How can I control the cost of my fleet insurance?

Despite certain factors contributing to higher insurance premiums, there are ways to reduce or stabilize your premium. Here are just some ways to help lower or stabilize your fleet insurance:

  • Telematics – Using an electronic logging device (ELD) to gather information from your fleet vehicles can help you save money on your fleet insurance. Telematics software helps gather information about the safety of your drivers so you can supply your insurance provider with data indicating you operate a safe fleet and, ultimately, reduce costs. This method of calculating insurance costs is called usage-based insurance.
  • Identify areas for driver improvementIdentifying areas of improvement for your fleet drivers using driver scoring and coaching solutions helps pinpoint which drivers could benefit from advanced training. Having training courses on your drivers’ records helps strengthen your commitment to safe, effective driving in the eyes of your insurer.
  • Invest in fleet dash cameras – Equipping your fleet with dash cams helps identify risky behavior as it happens, including tailgating, lane departures and drowsy or distracted driving. Fleet dash cams also provide unequivocal proof in the case that a collision occurs and can help lower the cost of any incurred insurance claims.
Endorsements to consider for fleets

While a basic fleet insurance policy is like a basic commercial auto policy, there are endorsements you can opt to add on to your policy for even greater protection.

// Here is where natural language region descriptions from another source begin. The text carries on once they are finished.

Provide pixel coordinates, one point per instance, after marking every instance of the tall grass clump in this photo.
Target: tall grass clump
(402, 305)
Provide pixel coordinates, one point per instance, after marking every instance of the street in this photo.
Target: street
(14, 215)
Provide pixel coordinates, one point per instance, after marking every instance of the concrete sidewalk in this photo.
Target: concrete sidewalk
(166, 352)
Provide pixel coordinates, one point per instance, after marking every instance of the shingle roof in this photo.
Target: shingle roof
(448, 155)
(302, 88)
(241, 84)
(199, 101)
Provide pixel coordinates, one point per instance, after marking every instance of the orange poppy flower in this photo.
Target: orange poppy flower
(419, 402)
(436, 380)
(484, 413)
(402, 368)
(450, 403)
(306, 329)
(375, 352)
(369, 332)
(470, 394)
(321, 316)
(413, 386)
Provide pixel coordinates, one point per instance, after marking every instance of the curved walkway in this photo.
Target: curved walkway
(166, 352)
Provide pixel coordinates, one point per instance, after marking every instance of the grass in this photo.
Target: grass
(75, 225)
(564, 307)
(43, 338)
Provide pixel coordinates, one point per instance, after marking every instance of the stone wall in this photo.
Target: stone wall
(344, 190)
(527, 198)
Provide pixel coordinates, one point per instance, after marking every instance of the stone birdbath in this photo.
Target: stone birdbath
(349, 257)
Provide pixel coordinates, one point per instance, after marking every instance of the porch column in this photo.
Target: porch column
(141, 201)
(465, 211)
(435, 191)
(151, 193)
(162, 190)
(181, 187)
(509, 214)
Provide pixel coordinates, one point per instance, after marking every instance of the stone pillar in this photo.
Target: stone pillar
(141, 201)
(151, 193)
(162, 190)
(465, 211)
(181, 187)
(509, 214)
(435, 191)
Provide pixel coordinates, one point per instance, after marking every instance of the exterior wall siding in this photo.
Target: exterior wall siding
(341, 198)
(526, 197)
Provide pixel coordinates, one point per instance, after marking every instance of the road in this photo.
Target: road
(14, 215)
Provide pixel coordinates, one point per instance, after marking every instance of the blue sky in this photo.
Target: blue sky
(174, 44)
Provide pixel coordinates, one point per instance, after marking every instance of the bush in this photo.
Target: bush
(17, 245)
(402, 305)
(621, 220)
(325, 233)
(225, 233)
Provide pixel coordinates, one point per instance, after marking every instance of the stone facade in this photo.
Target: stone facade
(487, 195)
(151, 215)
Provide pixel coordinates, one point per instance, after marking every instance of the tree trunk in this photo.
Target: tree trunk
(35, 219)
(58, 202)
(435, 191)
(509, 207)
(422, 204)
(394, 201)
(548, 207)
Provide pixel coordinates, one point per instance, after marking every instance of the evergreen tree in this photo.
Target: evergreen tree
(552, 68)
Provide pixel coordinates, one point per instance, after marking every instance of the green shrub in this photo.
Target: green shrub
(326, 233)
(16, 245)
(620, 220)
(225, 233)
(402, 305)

Endorsements you could add on to your fleet insurance policy include:

  • Loss of Use – Also called transportation replacement coverage, if you’re found (or one of your employees is found) at fault in an automobile accident, this policy will provide you with a rental vehicle while your truck, van or SUV is being repaired.
  • Legal Liability for Damage to Non-Owned Automobile – if you (or one of your employees) are driving a temporary automobile (such as a rental car), or are hauling a trailer you don’t own, this coverage will extend physical damage coverage (collision, comprehensive or specified perils) to that non-owned vehicle.
  • Coverage for Automobile Electronic Accessories and Equipment – This endorsement helps protect vehicles that have been customized with specialized equipment. In the event of theft or attempted theft of the vehicle or equipment, this endorsement may provide additional coverage.